An opening reception delighted on Thursday, Feb. 2 at Westwood Regional High School, with the young artists receiving awards before a wave of proud parents’ and grandparents’ mobile devices . The exhibit runs through Feb. 20.
Prints and notecards of the 14 top images are being sold to benefit Artworks, the Naomi Cohain Foundation, “providing children and young adults access to creative arts programs for healing, communication, and self-expression.”
8” x 10” prints by all the artists in the show can be purchased for $5 at the Westwood Gallery and from district art educator Pamela Guenther-Duffus at pamela.duffus@wwrsd.org.
5” x 7” note cards are available at one for $3, five for $10 (mix and match), and all 14 images for $20.
All of the profits will be donated to this worthy cause, Duffus tells Pascack Press.
The prints and cards make excellent Valentine’s Day gifts, she says. Flyers say “Support these students in using their talents to make a difference for our community.”
Duffus told Pascack Press on Feb. 8, “This is our last year doing this, the show. We’re going to reinvent it, come up with something new. We’ve been trying for the past couple of years to move it past just images of hearts.”
She said, “It started out with this idea of what it is to have heart. This year we tried to push the concept of peace and togetherness and get the students to reflect on a theme. It’s about using your art to express an idea or a concept and to do something good with it.”
The Sandy relief was a high school art push. Since then, various charities have benefitted, with the work opened up to all students in the district.
In the program’s run, 154 works have been showcased, with additional pieces featured from Artworks. Many thousands of dollars have gone to charity. Students who’ve won in earlier years have gone on to art school and art/design/illustration careers.

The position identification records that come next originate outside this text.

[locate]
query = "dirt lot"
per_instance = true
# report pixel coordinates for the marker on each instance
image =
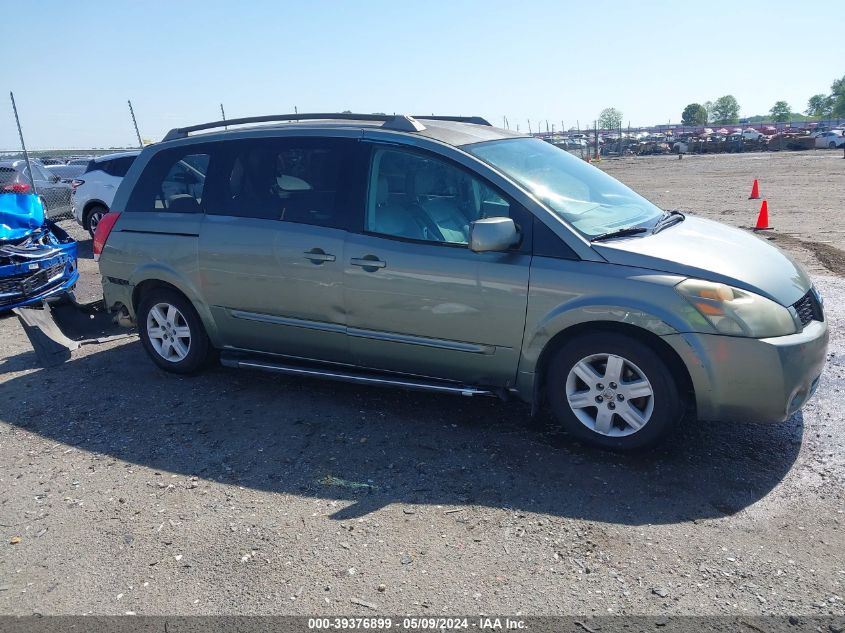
(124, 489)
(805, 192)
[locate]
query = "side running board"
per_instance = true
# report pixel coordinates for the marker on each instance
(347, 375)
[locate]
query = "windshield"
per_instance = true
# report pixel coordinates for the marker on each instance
(586, 197)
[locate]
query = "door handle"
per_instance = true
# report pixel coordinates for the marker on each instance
(370, 261)
(318, 256)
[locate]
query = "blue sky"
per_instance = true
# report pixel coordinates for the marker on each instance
(555, 60)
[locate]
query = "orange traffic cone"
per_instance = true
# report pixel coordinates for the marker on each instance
(763, 218)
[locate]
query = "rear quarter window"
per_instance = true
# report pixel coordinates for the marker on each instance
(119, 166)
(172, 181)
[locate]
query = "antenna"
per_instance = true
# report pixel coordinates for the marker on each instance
(135, 123)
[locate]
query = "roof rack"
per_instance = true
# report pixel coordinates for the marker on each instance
(401, 122)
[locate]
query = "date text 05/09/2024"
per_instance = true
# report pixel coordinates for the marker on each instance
(418, 623)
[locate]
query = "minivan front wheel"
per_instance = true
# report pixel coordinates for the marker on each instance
(172, 332)
(613, 391)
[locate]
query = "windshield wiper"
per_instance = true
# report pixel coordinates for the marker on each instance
(669, 218)
(631, 230)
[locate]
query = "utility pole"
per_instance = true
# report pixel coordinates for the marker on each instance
(23, 145)
(135, 123)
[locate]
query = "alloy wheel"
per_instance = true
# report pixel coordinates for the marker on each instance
(609, 395)
(169, 333)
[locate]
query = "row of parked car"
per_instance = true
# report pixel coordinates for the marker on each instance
(82, 187)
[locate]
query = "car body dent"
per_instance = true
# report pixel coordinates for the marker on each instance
(596, 294)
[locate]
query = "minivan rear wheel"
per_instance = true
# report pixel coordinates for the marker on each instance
(172, 333)
(613, 391)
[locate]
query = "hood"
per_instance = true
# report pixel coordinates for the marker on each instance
(715, 252)
(20, 215)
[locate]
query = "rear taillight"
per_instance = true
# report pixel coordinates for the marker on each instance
(102, 233)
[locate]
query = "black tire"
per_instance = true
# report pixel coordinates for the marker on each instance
(199, 350)
(97, 211)
(666, 401)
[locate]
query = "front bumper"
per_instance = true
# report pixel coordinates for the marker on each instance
(748, 379)
(33, 280)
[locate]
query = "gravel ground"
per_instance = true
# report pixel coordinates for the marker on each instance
(124, 489)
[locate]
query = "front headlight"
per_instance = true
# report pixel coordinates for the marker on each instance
(737, 312)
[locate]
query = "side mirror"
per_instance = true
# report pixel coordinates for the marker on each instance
(492, 234)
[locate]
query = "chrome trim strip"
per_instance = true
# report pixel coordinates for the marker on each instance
(277, 320)
(344, 377)
(388, 337)
(392, 337)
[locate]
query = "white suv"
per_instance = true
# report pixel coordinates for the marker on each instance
(94, 190)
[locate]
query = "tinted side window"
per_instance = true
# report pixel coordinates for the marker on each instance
(547, 244)
(173, 180)
(421, 197)
(303, 180)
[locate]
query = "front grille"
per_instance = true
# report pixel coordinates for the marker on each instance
(808, 308)
(19, 287)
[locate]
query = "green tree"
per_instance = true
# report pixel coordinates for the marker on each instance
(694, 114)
(780, 111)
(726, 110)
(837, 94)
(610, 119)
(819, 105)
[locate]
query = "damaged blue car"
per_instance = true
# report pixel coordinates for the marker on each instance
(37, 257)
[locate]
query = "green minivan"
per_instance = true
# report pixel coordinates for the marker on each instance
(444, 254)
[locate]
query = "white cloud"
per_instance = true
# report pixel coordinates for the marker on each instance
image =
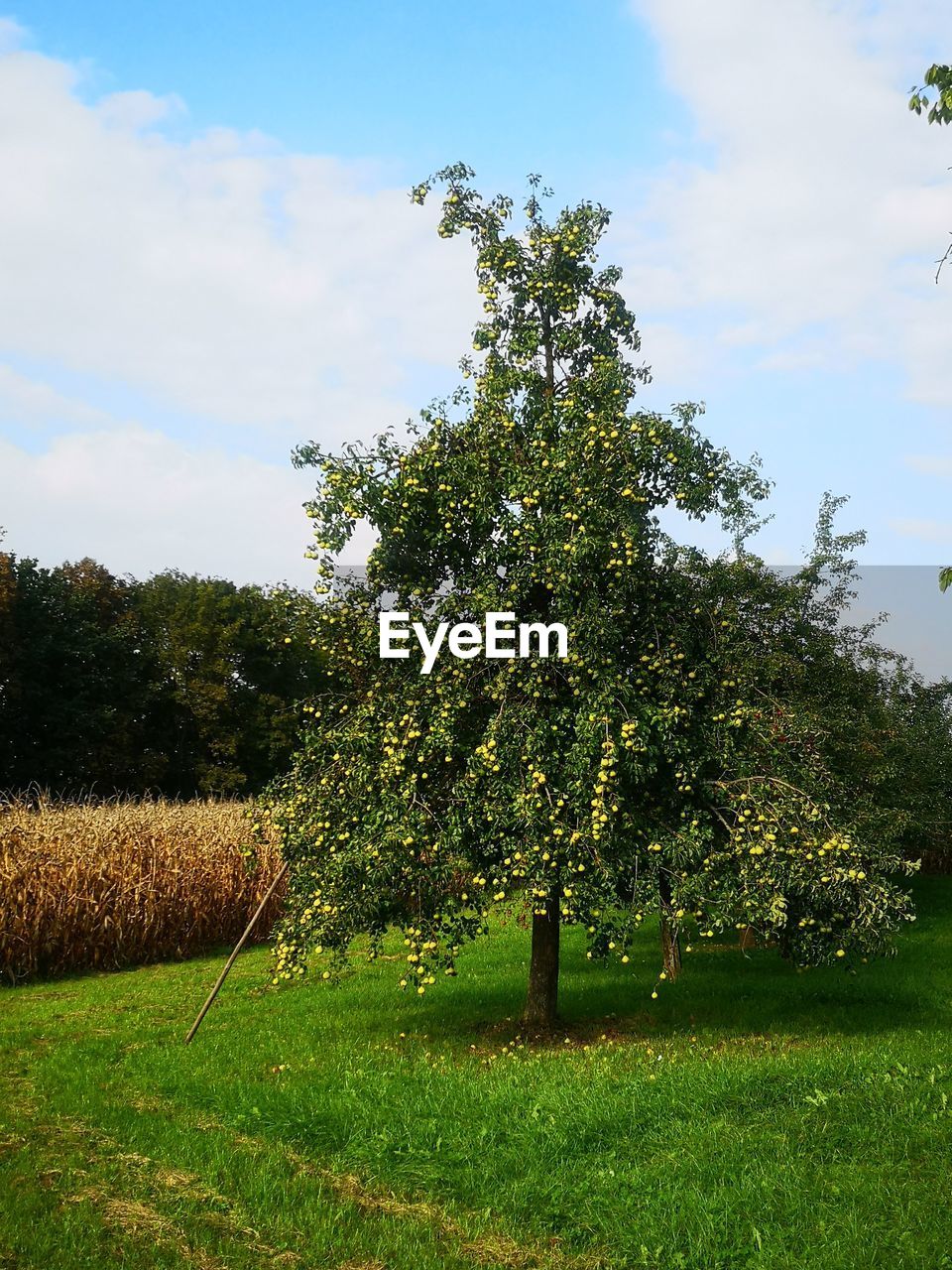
(825, 202)
(140, 502)
(24, 400)
(925, 530)
(222, 276)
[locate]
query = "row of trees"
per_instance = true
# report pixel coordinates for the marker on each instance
(719, 751)
(178, 685)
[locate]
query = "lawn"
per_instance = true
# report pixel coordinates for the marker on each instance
(751, 1116)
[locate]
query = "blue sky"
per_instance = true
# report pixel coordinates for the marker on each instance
(208, 253)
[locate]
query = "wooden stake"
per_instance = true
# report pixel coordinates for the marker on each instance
(238, 948)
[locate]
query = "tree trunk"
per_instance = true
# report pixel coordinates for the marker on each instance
(542, 997)
(670, 943)
(670, 951)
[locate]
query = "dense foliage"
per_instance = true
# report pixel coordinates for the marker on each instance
(178, 685)
(669, 766)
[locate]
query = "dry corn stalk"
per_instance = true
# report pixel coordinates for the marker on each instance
(114, 884)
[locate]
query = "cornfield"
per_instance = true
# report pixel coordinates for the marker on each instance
(116, 884)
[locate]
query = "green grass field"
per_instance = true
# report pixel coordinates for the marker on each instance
(751, 1116)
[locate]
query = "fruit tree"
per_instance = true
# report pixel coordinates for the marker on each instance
(643, 775)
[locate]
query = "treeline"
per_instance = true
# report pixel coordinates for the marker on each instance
(178, 685)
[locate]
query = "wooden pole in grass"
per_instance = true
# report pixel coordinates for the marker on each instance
(238, 948)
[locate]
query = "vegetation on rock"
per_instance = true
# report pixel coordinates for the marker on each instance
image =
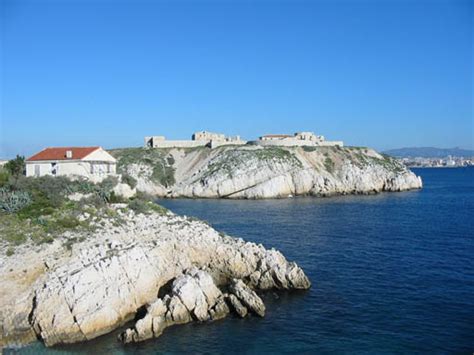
(40, 209)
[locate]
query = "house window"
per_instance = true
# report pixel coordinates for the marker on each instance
(54, 168)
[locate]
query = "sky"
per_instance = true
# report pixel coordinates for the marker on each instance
(379, 73)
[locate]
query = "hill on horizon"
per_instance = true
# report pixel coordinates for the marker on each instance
(429, 152)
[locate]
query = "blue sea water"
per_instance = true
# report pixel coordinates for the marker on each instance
(391, 273)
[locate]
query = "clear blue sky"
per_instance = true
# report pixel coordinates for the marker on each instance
(379, 73)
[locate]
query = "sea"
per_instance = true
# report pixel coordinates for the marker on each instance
(391, 273)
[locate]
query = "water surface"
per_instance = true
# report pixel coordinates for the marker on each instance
(391, 273)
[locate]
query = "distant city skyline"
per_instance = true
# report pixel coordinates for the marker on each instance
(385, 74)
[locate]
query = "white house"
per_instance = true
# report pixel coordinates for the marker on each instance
(93, 163)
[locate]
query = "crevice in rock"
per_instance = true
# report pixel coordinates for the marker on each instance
(140, 313)
(165, 289)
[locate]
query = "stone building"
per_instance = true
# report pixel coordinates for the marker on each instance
(298, 139)
(93, 163)
(199, 139)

“We have students all over the place; there’s definitely encouragement that happens, and they’ll use these works in their portfolio to get into schools,” said Duffus.
The exhibition is home to all voices. “Painting, digital drawings, some are working with collage… they can pick whatever medium they want,” said Duffus.
And though this is the end for WWRSD has heART, it’s far from the end of the story.
“We’re going to change the title of the whole show and go a different way with it. After 11 years it’s time for a change,” she said.
She lauded Mike Fitzsimmons, who came on board the first year, throwing open his gallery for the annual exhibition. “It’s been a partnership.”
She also thanked art teachers
for Berkeley and Brookside Elementary schools, Barbara Portelli; Washington and Jessie George Elementary schools, Stacey Becan; Westwood Regional Middle School, Lynda Panno; and Westwood Regional High School, where in addition to Duffus there’s Amy Grossman, Michele Keller, and Michelle Stoute.